1.
Моя госпожа уезжает с утра в Париж, в свой театр, и возвращается всегда поздно ночью. Всякий раз она склоняется надо мною, гладит, ласкает и говорит тихо и печально: «Джим… Джим…»
Я старый, очень устал, я скоро умру.
Моя счастливая звезда дала мне теперь, когда все прошло, возможность неторопливо вспомнить и записать то, что я считаю нужным и достойным.
Итак — я почти всегда один. Моя госпожа бывает со мной лишь изредка и понемногу, и лишь тогда я могу лизнуть ее худую руку. Это моя последняя радость, это же и развязка тому, что прошло около меня и чему я единственный свидетель. Я постараюсь рассказать все просто, по порядку, и тогда, может быть, станут ясными моя усталость, одиночество и то, как я очутился у моей госпожи.
2.
Была весна, Париж и утро знаменательного дня. Нас, четырех братьев, ирландских сеттеров, разбудил мосье Манье — мой самый первый хозяин. Он выбрал почему-то меня одного и одного меня увез на выставку. Там моими соседями была такая же молодежь, а может быть, и зеленее: слева — фокс, справа — сенбернар. Их привезли раньше, чем меня, и мое появление они приветствовали отчаянным и визгливым лаем.
Я вспоминаю ту выставку как ряд смешивающихся шумов: нашего лая, смеха детей, преувеличенно- восторженных и ненужных восклицаний женщин, коротких замечаний мужчин. И еще руки: были бледные, нежно-розовые, были обтянутые в коричневую или черную лайку.
Вначале я смотрел на лица, но вскоре это мне наскучило. Нужно было слишком высоко поднимать голову, да, вероятно, я тогда же заметил, что неинтересно наблюдать одновременно много лиц, когда они одно подле другого. Смотреть на лицо человека стоит больше всего тогда, когда это лицо хотят скрыть, не показать того или иного чувства, когда человек убежден, что его никто не видит, или когда вообще все, а не только чужое любопытство, безразлично.
Перед моей клеткой остановилась девочка, совсем маленькая, чуть ниже моего теперешнего роста. Руки у нее были без перчаток, и они были столь хороши в их первой нежности, что я заскулил и прижался к сетке. Пальчиком девочка дотронулась до моего носа. Запахло таким прелестным, детским, что от восторга, от страха, что это может не повториться, я заскулил еще сильнее, а девочка засмеялась и сказала своей большой спутнице: «Но он у него холодный, мама, совсем холодный!»
Они долго стояли около моей клетки, и я еще несколько раз лизнул пальчик девочки. Они ждали кого-то и нетерпеливо оглядывались по сторонам. Потом к ним подошел господин, который бегло взглянул на меня и сказал: «Он вырастет и не будет веселым. Возьмем фокса, этот всегда будет играть с тобой». И они купили фокса и сейчас же увели его. На прощание фокс и я полаяли.
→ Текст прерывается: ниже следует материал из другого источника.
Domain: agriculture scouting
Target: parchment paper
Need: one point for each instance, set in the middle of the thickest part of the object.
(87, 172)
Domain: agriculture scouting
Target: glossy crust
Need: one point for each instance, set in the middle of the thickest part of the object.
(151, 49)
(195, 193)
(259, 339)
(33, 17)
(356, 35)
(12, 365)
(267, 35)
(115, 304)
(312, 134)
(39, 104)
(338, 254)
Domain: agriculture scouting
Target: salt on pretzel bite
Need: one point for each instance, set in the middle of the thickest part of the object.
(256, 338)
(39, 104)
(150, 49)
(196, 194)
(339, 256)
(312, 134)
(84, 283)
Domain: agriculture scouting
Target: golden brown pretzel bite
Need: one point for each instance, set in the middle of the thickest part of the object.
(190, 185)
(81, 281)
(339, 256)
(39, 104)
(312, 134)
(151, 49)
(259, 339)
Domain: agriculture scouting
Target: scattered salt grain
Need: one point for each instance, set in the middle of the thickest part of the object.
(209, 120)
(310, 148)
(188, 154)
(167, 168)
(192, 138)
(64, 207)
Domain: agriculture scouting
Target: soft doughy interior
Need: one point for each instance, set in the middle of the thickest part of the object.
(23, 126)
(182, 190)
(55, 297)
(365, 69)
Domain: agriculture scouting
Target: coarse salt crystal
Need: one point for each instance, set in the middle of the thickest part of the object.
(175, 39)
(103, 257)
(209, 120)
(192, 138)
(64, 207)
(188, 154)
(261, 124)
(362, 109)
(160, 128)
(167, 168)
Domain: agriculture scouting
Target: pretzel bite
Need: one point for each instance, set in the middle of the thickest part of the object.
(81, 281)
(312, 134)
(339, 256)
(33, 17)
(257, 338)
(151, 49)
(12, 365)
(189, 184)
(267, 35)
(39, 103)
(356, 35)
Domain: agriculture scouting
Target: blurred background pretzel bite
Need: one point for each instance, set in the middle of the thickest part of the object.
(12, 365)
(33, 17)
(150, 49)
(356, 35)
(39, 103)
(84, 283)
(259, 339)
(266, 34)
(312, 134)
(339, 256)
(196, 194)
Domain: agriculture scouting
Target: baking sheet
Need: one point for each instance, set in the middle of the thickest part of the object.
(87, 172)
Он — от радости, я — от неудавшегося простого и легкого счастья. «Забавляй же барышню!» — крикнул я фоксу, но он не слышал, он забавлялся сам с собою, — прыгал и лаял коротко и звонко.
Сенбернара купила высокая худая дама. Она задержалась на минуту около меня, но будущая представительность моего соседа, вероятно, лучше отвечала ее вкусу, и поэтому не я, а он остановил на себе ее выбор. Когда она стояла около нас, я видел, как проходившие женщины с любопытством и восхищением рассматривали ее дорогое манто, меха, шляпу. До меня донеслось: «Одна из систэрс». Потом — потом, бывая в Париже, по изображениям на ярких, всюду расклеенных афишах и случайно подслушанным словам я узнал, что это была одна из звезд парижского мюзик-холльного неба. Счастье другое, может быть более роскошное, прошло так же, как и первое, мимо.
Я остался один и опять разглядывал руки. Они мелькали предо мною, и мне, совсем юному сеттеру, так много почуялось тогда в тех нервных, вялых или грубых, несмотря на выхоленность, руках.
Против меня остановился господин в светлом коричневом пальто, с бледным, утомленным и как будто бы суровым лицом. На вид ему было около тридцати лет. Левая рука его была в перчатке, в правой, сухощавой и небольшой, он держал еще не закуренную папиросу. В первую минуту меня ничто в нем не заинтересовало. Но когда я встретился с его глазами, спокойными и усталыми, как у старика, совершенно не отвечающими его моложавой фигуре, с пристальным вниманием рассматривающими меня, я увидел, что никакой суровости в этом человеке нет и что он нисколько не похож ни на мосье Манье, ни на других, кого я знал в то время.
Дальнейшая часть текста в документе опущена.